The two main types of scanners are "millimeter wave" and "backscatter" machines. Millimeter wave units send radio waves over a person and produce a three-dimensional image by measuring the energy reflected back. Backscatter machines use low-level X-rays to create a two-dimensional image of the body.
The machines are designed to uncover what a physical pat-down could turn up but a metal detector wouldn't find. That includes plastic or chemical explosives and nonmetallic weapons in a pocket or strapped to someone's body.
The machines would also find guns, knives and other metallic objects that would set off a metal detector.
Generally, the machines can't find items stashed in a body cavity. So the scanners wouldn't stop at least one common smuggling method used by drug traffickers.
Because of fears that the scans infringe on travelers' dignity by revealing bodily contours, European officials have generally limited the machines to tests in airports or train stations.

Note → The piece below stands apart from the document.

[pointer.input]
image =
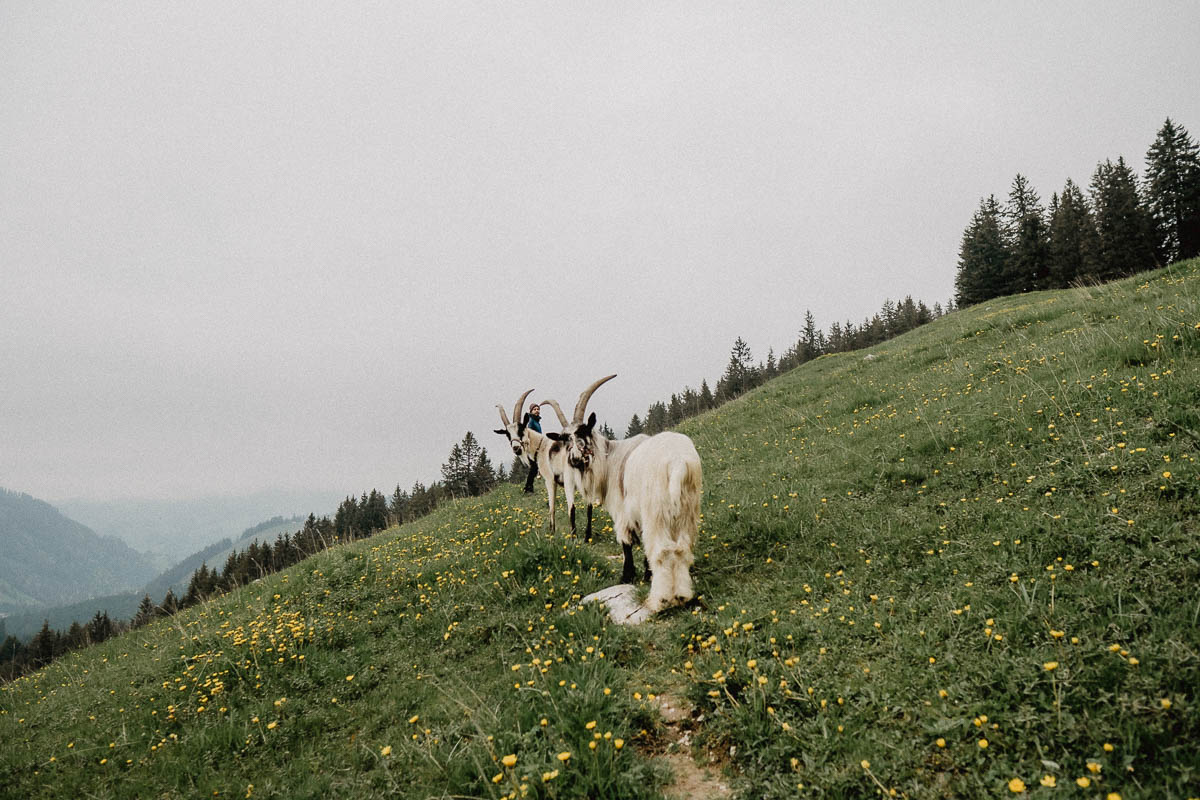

In U.S. airports, the Transportation Security Administration has begun expanding the use of full-body scanning machines, although passengers can opt for a physical pat-down instead. The TSA has 40 in place, just bought 150 and plans to buy 300 more.
Six of the machines are being used instead of a metal detector at airports in Albuquerque, N.M.; Las Vegas; Miami; San Francisco; Salt Lake City; and Tulsa, Okla. The other 34 are used for secondary screening of people who set off a metal detector in Atlanta; Dallas/Fort Worth; Denver; Detroit; Indianapolis; Jacksonville and Tampa, Fla.; Los Angeles; Phoenix; Raleigh-Durham, N.C.; Richmond, Va.; and two airports in the Washington area: Baltimore/Washington and Reagan National.
The technology has evolved to reduce the clarity of identifying details. The systems blur faces, or they produce body images that look like chalk outlines. Amsterdam's airport is moving ahead with full-body scanners after trying new software that projects a stylized image — rather than an actual picture — onto a computer screen. It highlights the area of the body where objects are concealed in pockets or under the clothing.
The TSA says it uses logistical methods to safeguard privacy. Full-body images are viewed in a walled-off location not visible to the public. The security officer assisting the passenger cannot view the image, and the officer who views the image doesn't see the passenger. If the officer viewing the image sees something of concern, he notifies the agent who is with the passenger to do further screening.
The machines can't store or print images, and the TSA says officers who view the images are not allowed to take cameras or cell phones into the screening rooms.
The machines are getting faster but still can take up to 15 seconds to scan a traveler, which could make the process slower than using metal detectors. TSA officials note that in some instances, these machines can be faster. For instance, people with medical devices that typically set off metal detectors wouldn't have to make multiple passes through the machine or be pulled aside for additional screening.
At the moment, that's probably not realistic — in the U.S. alone, there are 730 checkpoints with 2,100 security lanes at the nation's 450 airports, and there are thousands more lanes at airports around the world. Cost may be an issue — the machines can be $130,000 to $200,000 each.
Taking Amsterdam, where the machines are already in place, as an example: The airport's 15 scanners won't be enough to screen every U.S.-bound passenger, so pat-down searches will still be used. It remains to be seen whether that strategy will be copied at other airports.
The TSA says the technology is harmless.
Millimeter wave energy is common in the world, and the TSA says the scanners produce far less energy than a cell phone. The X-rays in backscatter machines are weak; TSA says the radiation is equivalent to what a person gets in two minutes of flying on an airplane.
If someone fears the technology, the TSA offers a physical pat-down.